Let's start with the biggest number in the room. One hundred and eleven billion dollars. That's what Paramount is paying to acquire Warner Bros. Discovery — a deal that, if it closes, reshapes Hollywood more dramatically than anything in a generation. Two studios, both of which have spent the last few years lurching from one crisis to the next, deciding that the answer to their problems is each other. Maybe it works. Maybe you've just combined two struggling companies into one enormous struggling company. The cynical read is that scale is the last competitive advantage left when you're getting eaten alive by Netflix. Which brings us, neatly, to Netflix — because Netflix was apparently in talks to buy Warner Bros. themselves, and then... walked away. The reason, reportedly? Co-CEO Ted Sarandos told Donald Trump, quote, "I took your advice." That sentence contains multitudes. What we do know is that Netflix, after years of being the existential threat, is now apparently taking business direction from the Oval Office. Make of that what you will.

From Hollywood to the Pentagon. Anthropic has had a strange week. They've been in fraught negotiations with the US military — details are murky, but the friction was real enough to make headlines — and the weird outcome is that Claude, their AI assistant, shot up to number two in the App Store. Nothing markets a product like a good controversy. But there's a deeper story here, and it's one worth sitting with. Anthropic, like OpenAI and Google DeepMind, has spent years making serious, public promises about responsible AI governance. The implicit deal was: trust us, we'll police ourselves, we don't need heavy regulation because we take this seriously. And that argument held some water when it felt like regulation was coming anyway. But now, in this political climate, external oversight looks increasingly unlikely. Which means the self-governance promises are all that's left — and those promises have no enforcement mechanism whatsoever. The trap Anthropic built for itself is the trap they all built: make enough noise about safety to sound credible, acquire enough power that it matters, and then discover there's nothing actually stopping you from doing whatever you want. That's not an accusation. It's a structural problem. And it's getting harder to ignore.

Meanwhile, Polymarket — the prediction market platform — is defending its decision to allow people to bet on war.
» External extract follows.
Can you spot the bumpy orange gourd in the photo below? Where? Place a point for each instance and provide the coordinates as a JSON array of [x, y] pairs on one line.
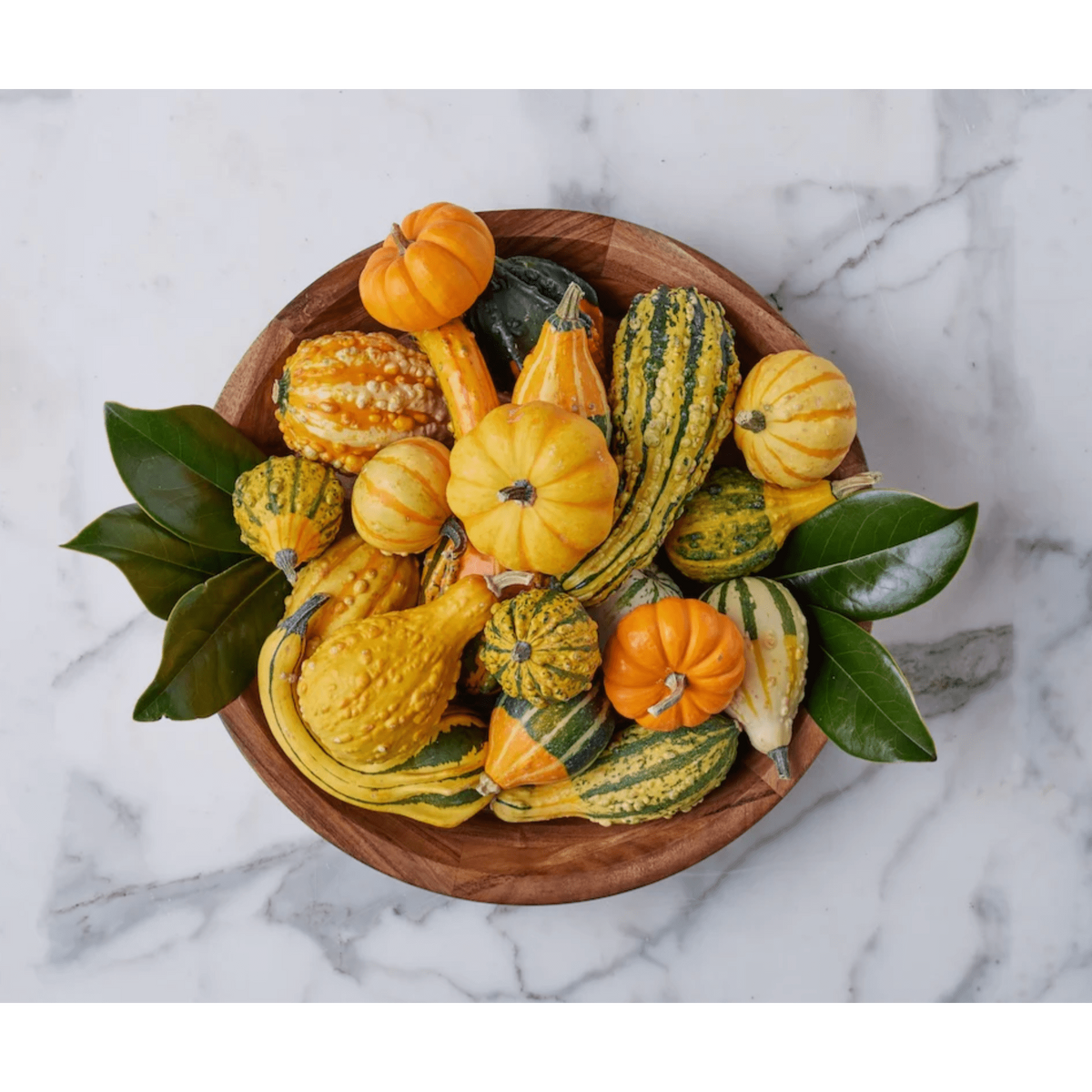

Specifically, on when the US would next strike Iran. That has now happened. People have died. And Polymarket is calling its service "invaluable." I'll be honest with you: prediction markets do have genuine informational value. Aggregating what people are willing to put money on can tell you things polls can't. But there's a version of this that starts to feel less like a forecasting tool and more like a casino with better branding. Betting on the timing of an airstrike — one where real human beings are killed — and then defending it while the rubble is still warm is a particular kind of tone-deafness. The site will probably be fine. That's the more unsettling part.

On a completely different note — and I mean that as a genuine gear shift — the Brit Awards happened last night in Manchester, and Olivia Dean won four of them. Artist of the year, album of the year, song of the year. Twenty-six years old. If you haven't listened to her yet, this is your third or fourth warning. Beyond the trophies, what was interesting was the mood backstage. Artists including Wolf Alice, Wet Leg, and Loyle Carner used the platform to talk about Reform UK's rise — "scary times" was a phrase that came up more than once. British musicians have always had a complicated relationship with political commentary, but right now that reticence seems to be dissolving. Whether that translates into anything beyond red-carpet quotes remains to be seen.

And finally, Neil Sedaka died this week at 86. Breaking Up Is Hard to Do. Calendar Girl. Laughter in the Rain. Solitaire. A career that spanned from Brill Building songwriter-for-hire in the 1950s to genuine pop star to emphatic 1970s comeback — which almost never happens. He was a genuine craftsman, the kind of songwriter who understood that a great melody is an act of generosity toward the listener. Eighty-six years. Not a bad run at all.

That's the week's first Sunday. Hold it loosely.